Barring a major surprise, New Labour will be around for some time yet.

3 comments:

Anonymous said...

"New Labour is creating the new type of citizen who can thrive in these changed times, without relying further on the state, who will be given equal opportunity to succeed, or fail".

An abject failure then. Where's this new type of citizen??? CUz I can't see any around. What I CAN see instead is a country slowly (or rapidly, actually) dying of inequality and with concern for the subject slacking off by the minute.

A boy born in the deprived Calton area in Glasgow's east end is likely to live on average 55 years, that's 28 years less than one born a few miles away in the more affluent village of Lenzie.

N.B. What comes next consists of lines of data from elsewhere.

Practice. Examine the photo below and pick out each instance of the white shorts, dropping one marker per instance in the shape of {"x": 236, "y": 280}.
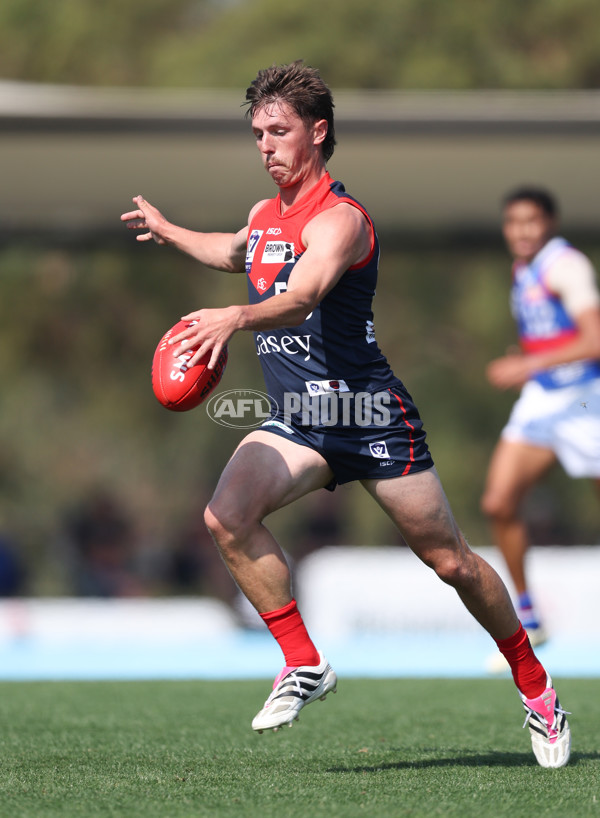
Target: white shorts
{"x": 565, "y": 420}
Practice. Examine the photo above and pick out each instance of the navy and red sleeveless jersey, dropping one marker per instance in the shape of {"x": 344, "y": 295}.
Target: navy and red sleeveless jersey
{"x": 334, "y": 349}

These are African levels and it's a total shambles that it's been getting worse after 11 years under something called Labour.

Ceri said...

I'm a lot closer politically to you, Sam, than to New Labour. I'm just pointing out that there is something concrete at the heart of the New Labour project that won't vanish after the next election. A set of beliefs and perceptions shared by many in the party, and assumptions about what this implies policy-wise. The left will have to persuade the party that these assumptions are wrong if we want to move Labour, and everyone else, leftwards.

Anonymous said...

11 years (ELEVEN) of New Labour have opened the country to unprecedented levels of immigration and wrecked the economy. Brown was mad keen on ploughing billions into the NHS only to turn it into more of a wreck than it was already. And that saddo Darling getting into a strop about public services. And you here givin us an earache with talks of leftwards drift.